Artista, provocatore consapevole, uomo problematico che ha dedicato la sua vita all’essere amato o odiato adesso, dal 19 dicembre, varca il “red carpet” del Moma di New York, luogo istituzionale dell’arte contemporanea, con una mostra retrospettiva non dei suoi quadri o immagini fotografiche bensì dei film che dal 1963 al 1973 realizzò anche in compagnia della comunità underground newyorkese: Edie Sedgwick, Nico, Baby Jane Holzer, Allen Ginsberg, Lou Reed, Dennis Hopper, Susan Sontag, Ethel Scull.
Andy Warhol: Motion Pictures è organizzata da Klaus Biesenbach, curatore del Museum of Modern Art, e direttore del MoMA PS1. Non tutti sanno che Warhol, prima della sua morte avvenuta nel 1987, ha stabilito che i suoi film dovevano essere curati dal Moma, e nel 1997 un generoso sostegno da The Andy Warhol Foundation for the Visual Arts ha consentito al museo di conservare e restituire alla circolazione i suoi film, i cui diritti sono detenuti dalla Andy Warhol Museum di Pittsburgh.
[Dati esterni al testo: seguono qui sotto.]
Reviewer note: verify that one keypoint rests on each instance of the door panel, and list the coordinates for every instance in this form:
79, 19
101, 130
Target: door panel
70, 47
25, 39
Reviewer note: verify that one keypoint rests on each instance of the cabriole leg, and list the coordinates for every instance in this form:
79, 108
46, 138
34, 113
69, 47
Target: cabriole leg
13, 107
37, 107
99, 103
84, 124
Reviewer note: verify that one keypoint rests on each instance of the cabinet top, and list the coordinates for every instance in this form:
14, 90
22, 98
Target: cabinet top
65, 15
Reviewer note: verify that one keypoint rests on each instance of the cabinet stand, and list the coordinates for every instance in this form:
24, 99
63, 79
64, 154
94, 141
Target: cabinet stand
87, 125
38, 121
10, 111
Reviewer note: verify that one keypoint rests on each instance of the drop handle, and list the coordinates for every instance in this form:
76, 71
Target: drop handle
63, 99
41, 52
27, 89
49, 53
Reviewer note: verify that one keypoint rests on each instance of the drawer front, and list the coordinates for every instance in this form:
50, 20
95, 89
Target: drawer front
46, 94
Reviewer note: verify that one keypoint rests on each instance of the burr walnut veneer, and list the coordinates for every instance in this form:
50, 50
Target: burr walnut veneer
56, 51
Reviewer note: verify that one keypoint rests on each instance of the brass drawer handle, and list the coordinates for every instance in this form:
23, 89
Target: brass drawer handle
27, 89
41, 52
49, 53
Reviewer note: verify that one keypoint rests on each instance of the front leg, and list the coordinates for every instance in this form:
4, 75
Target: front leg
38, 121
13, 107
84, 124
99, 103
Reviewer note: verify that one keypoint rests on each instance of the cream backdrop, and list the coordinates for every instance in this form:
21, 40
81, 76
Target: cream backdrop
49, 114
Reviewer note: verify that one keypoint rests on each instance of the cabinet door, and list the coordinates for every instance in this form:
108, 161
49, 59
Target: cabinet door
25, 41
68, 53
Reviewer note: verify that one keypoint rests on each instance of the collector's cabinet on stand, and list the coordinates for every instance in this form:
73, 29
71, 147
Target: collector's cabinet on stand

Per questo motivo, in questi giorni dove il freddo a New York si fa sempre più pungente, vedremo “esposti” al sesto piano del museo i suoi “cimeli” ovvero i suoi film. Dodici “Screen Tests” proiettati sulle pareti della galleria; iniziamo la visita “virtuale” gustandoci Sleep attraverso una grande proiezione all’ingresso della mostra ai cui due lati sono esposti Eat e Blow Job. Nel piccolo cinema da 50 posti alla fine della galleria possiamo dare un’occhiata a Kiss e Empire (1964). Le cinque ore e mezzo di Sleep potrebbero forse essere un po’ eccessive ma rientrano nel gioco sul “tempo” tipico dei film di Warhol che dal 1963 comincia a creare ritratti non solo “pittorici” ma da proiettare sul grande schermo: così nasce Sleep dove il soggetto è John Giorno. I baci di coppie girati nell’arco di diversi mesi sono invece i soggetti di Kiss mentre le otto ore del film Empire ci rivelano o ci sottolineano una delle consuetudini della vita: l’attesa.
Caratteristiche dei film? Insolita lentezza unita ad una fluidità del ritmo quasi astratto. Basti considerare i Test-Screen, ritratti dove i soggetti sono stati invitati o ad emulare una fotografia e quiondi a non muoversi o parlare oppure ad “eseguire” un provino oppure altri sono stati ripresi spontaneamente nella loro vita quotidiana. Si crea così una galleria di ritratti, volti, personaggi. Ed è qui l’essenza di Warhol. Un uomo per cui l’immagine come comunicazione era fondamentale e allo stesso tempo era ossessionato dalla sua di immagine, il ritratto, il volto delle persone diventa l’oggetto della sua indagine. Il tempo catturato all’infinito, la lentezza “voluta”, la ripetizione dei gesti, l’attesa del nulla, come nei Test-Screen o in film come Sleep rivelano la volontà di analizzare, di tentare di scoprire, in modo quasi ossessivo, “al rallentatore”, cosa c’è dietro la banalizzazione di quel determinato atteggiamento o di quella situazione. Non è mera ripetizione “pop”, non è “serigrafia in movimento”. Warhol dopotutto era colui che affermò “non è forse la vita una serie d’immagini, che cambiano solo nel modo di ripetersi?”.